Ask Jill Potter, RN, the number one way to lower your risk for heart disease and she doesn’t hesitate before responding: “get up and get moving.”
Potter – who has earned certification both as an Exercise Physiologist and a Cardiac Rehabilitation Professional – understands how the heart responds to exercise. She focuses on five habits for a healthy heart. An experienced member of the Cardiac Rehabilitation and Preventive Medicine team at Yavapai Regional Medical Center (YRMC), Potter begins with her number one call to action: exercise!
Habit 1: Get up and get moving.
To be considered heart healthy, exercise must both strengthen the heart muscle and burn body fat. This means pursuing moderate to vigorous exercise for at least two and a half hours a week that:
- Builds cardiovascular strength
- Increases endurance
- Promotes strength through resistance training
- Fosters flexibility
“You can break up your exercise routine so you’re doing aerobic exercise during one session and resistance training the next time, Potter said. “Stretching for flexibility should be part of every exercise session.”

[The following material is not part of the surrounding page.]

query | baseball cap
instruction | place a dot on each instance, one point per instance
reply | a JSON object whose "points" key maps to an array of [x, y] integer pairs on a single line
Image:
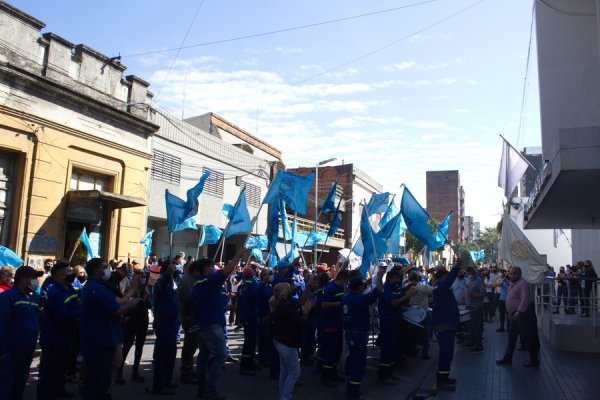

Habit 2: Watch your weight.
A healthy weight is more than a number on your scale. It’s often calculated as Body Mass Index (BMI), which is a measure of body fat based on height and weight. You can calculate your BMI here. “If your BMI is on the high-end, don’t get discouraged. The best thing to do is to increase your aerobic activity and decrease your calorie consumption,” Potter said.
Habit 3: Eat a heart healthy diet.
Consuming a plant-based diet is good for your heart as fruits and vegetables contain substances that may help prevent heart disease. Eating more fruits and vegetables also can cut cravings for high-fat foods, such as meat, cheese and snack foods. “I like the darker fruits – blueberries, apples and grapes,” said Potter. “They’re high in antioxidants, which are good for the heart.”
In addition to fruits and vegetables, heart-healthy diets include plenty of nuts, whole grains and seafood. “People need to watch out for empty calories, like desserts made from white flour and any kind of soda,” Potter said.
Habit 4: Monitor your alcohol consumption.
Generally, limiting alcohol intake is good for your health. For men that means an average of one to two drinks a day and for women, an average of one drink a day. Drinking more alcohol increases your risk for high blood pressure, obesity and stroke. Some cardiologists, however, recommend an occasional glass of red wine with dinner as a way to maintain heart health. Check with your physician on the benefits and risks of consuming alcohol in moderation.
Habit 5: Eliminate tobacco use.
Tobacco use is on the decline in the U.S., but electronic cigarettes – which contain nicotine – are becoming more widely used, according to the Centers for Disease Control and Prevention (CDC). “People don’t understand that nicotine permanently scars the lining of the arteries,” Potter said. “The scarred lining makes it easier for blood clots to form. The bottom line is that any kind of tobacco use is bad for your health.”
Potter’s final recommendation? “Don’t take short cuts,” she said. “When you go shopping, look for the farthest parking place and walk to the store. Take the stairs instead of the elevator. An accumulation of activity helps your heart.”